One of the hypotheses coagulating in these early days of time-travel was that language informed experience – that we did not simply describe, but create our world through language, like Adam in the Garden of Eden calling a spade a spade or whatever happens at the beginning of Genesis. At its heart, the theory promised that the raw stuff of the universe could be carved into a clausal household, populated by an extended family of concepts.
Shared experiences
It makes sense that for a female reader, reading a book from a female perspective and written by a female, any discourse around gender would both stick out and stick with me. One of the expats is Maggie, a lesbian from the 17th century and any moments between her and bridge stayed with me. I really like that Maggie is from the earliest century and the bridge is from the latest century and yet there is so much shared experience between the two. #girlhood.

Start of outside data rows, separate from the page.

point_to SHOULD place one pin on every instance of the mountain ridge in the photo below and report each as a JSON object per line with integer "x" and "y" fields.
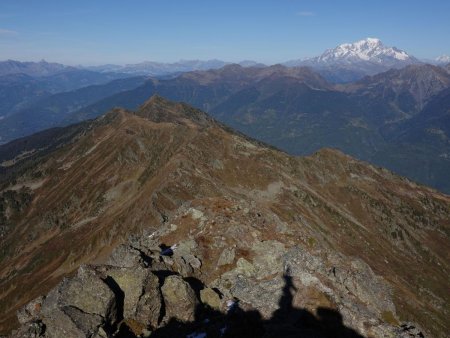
{"x": 123, "y": 174}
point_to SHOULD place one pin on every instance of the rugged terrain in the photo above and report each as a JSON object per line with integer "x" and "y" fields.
{"x": 329, "y": 242}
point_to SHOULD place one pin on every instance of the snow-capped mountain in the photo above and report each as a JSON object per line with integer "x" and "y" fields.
{"x": 352, "y": 61}
{"x": 370, "y": 49}
{"x": 443, "y": 59}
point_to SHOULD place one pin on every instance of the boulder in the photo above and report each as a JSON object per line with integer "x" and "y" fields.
{"x": 30, "y": 311}
{"x": 179, "y": 298}
{"x": 79, "y": 306}
{"x": 210, "y": 297}
{"x": 141, "y": 295}
{"x": 226, "y": 257}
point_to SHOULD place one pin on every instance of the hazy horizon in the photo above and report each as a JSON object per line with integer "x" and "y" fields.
{"x": 270, "y": 32}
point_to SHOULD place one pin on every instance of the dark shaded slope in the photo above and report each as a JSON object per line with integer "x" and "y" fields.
{"x": 51, "y": 110}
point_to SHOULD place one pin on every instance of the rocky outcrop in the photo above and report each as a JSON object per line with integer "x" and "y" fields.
{"x": 146, "y": 290}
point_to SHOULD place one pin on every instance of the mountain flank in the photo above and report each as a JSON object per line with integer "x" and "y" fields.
{"x": 165, "y": 204}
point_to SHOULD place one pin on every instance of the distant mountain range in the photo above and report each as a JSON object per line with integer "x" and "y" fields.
{"x": 351, "y": 61}
{"x": 291, "y": 238}
{"x": 397, "y": 118}
{"x": 298, "y": 111}
{"x": 347, "y": 62}
{"x": 161, "y": 69}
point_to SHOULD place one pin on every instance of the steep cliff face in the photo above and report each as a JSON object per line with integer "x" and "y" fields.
{"x": 325, "y": 240}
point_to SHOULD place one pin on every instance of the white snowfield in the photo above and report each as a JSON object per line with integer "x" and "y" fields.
{"x": 370, "y": 49}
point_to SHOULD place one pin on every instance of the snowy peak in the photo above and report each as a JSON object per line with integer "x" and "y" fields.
{"x": 443, "y": 59}
{"x": 370, "y": 49}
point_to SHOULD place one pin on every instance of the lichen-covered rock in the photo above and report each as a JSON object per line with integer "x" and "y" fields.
{"x": 141, "y": 296}
{"x": 268, "y": 258}
{"x": 179, "y": 298}
{"x": 79, "y": 306}
{"x": 89, "y": 293}
{"x": 210, "y": 297}
{"x": 30, "y": 311}
{"x": 34, "y": 329}
{"x": 226, "y": 257}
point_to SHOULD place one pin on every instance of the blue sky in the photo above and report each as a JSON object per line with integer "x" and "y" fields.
{"x": 269, "y": 31}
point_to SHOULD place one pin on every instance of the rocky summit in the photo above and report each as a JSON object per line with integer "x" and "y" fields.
{"x": 164, "y": 223}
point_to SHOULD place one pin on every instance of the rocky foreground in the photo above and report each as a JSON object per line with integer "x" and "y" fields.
{"x": 163, "y": 222}
{"x": 256, "y": 287}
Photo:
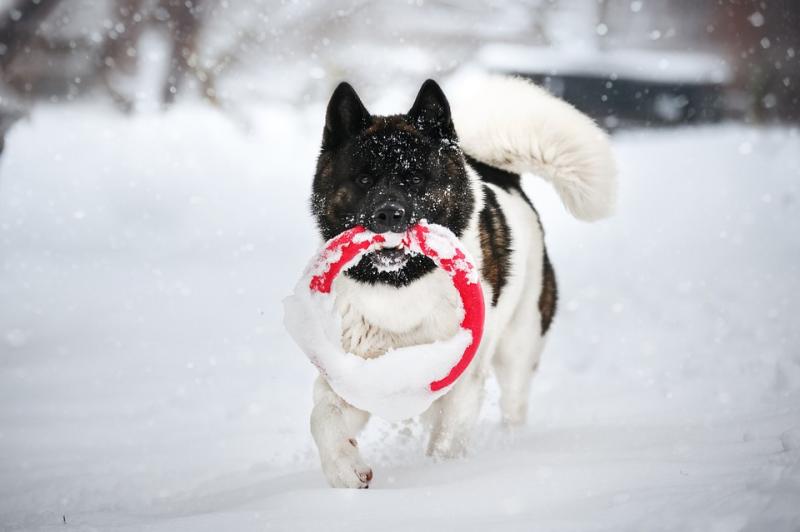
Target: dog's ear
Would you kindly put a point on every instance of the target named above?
(431, 112)
(346, 116)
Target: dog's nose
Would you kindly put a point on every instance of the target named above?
(389, 216)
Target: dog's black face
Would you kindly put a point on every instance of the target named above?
(388, 173)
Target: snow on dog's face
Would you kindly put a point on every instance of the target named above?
(388, 173)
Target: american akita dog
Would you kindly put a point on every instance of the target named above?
(461, 171)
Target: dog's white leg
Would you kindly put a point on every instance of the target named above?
(335, 425)
(453, 416)
(518, 353)
(515, 363)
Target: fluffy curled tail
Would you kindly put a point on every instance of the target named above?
(512, 124)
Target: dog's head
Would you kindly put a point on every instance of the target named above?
(388, 173)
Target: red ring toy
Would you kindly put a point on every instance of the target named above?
(433, 241)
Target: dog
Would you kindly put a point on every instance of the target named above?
(460, 169)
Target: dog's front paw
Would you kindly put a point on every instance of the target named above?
(346, 469)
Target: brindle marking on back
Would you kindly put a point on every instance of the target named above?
(548, 297)
(495, 238)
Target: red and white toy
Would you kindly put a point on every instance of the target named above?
(403, 382)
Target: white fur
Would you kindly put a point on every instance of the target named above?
(512, 124)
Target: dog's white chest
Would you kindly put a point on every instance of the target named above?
(376, 318)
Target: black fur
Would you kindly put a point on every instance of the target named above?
(412, 159)
(495, 237)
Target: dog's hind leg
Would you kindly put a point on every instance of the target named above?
(521, 343)
(453, 416)
(335, 425)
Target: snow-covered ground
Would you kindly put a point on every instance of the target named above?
(146, 380)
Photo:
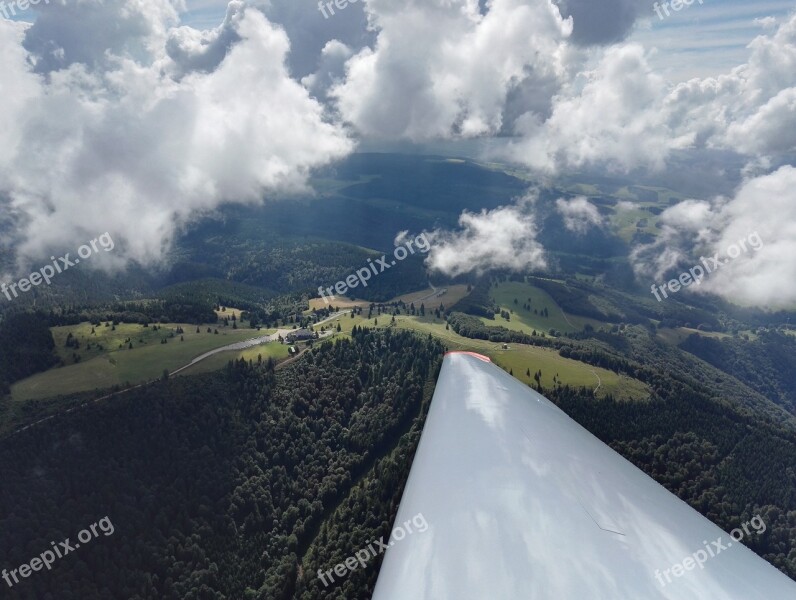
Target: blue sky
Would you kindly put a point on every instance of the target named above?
(708, 39)
(698, 41)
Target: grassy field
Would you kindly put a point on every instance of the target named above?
(525, 320)
(274, 350)
(678, 334)
(107, 360)
(518, 358)
(106, 363)
(451, 296)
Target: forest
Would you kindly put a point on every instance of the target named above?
(216, 484)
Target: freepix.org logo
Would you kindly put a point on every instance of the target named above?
(59, 265)
(363, 275)
(19, 5)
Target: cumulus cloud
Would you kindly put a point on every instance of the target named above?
(579, 214)
(444, 68)
(752, 109)
(503, 238)
(331, 69)
(764, 274)
(602, 22)
(612, 120)
(112, 140)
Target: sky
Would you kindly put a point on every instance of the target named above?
(158, 112)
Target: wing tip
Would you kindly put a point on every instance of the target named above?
(475, 354)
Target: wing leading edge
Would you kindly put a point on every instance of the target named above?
(522, 502)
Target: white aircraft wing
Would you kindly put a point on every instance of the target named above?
(521, 502)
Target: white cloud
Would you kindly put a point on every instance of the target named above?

When she was alone with me she pitched her voice slightly lower than she did around the men. Even for her, girlishness was a habit that was hard to break – for safety, for camouflage. I knew that. Sometimes, just under my tongue, I felt the exclamation marks I put into my speech, demarcating the sentences I didn’t find being broken off from my agency, as long as I was assured I would be protected form the outcome.
There’s this idea that hundreds of years apart, both women understand the need to put on a baby voice around men in order to make themselves more ‘feminine’ and potentially, more alluring, likeable and loveable. And alongside this, the bridge knows that in changing her voice she is distancing herself from her own autonomy, to fit herself into the mould she thinks men will like. Hopefully, in giving the men this part of her, another won’t be taken. And Maggie, born hundreds of years earlier, knows to make the same deal and tread the same cautious line.
Suffice to say, I wholly enjoyed The Ministry of Time. It’s a novel that is now firmly on my bookshelf and that I expect I will re-read within the next 10 years. I solid 4.75 stars for me – only dropping .25 of a star because Bradley’s sentences are some of the longest I have ever come across. She can use a semi-colon, and she will baby!!!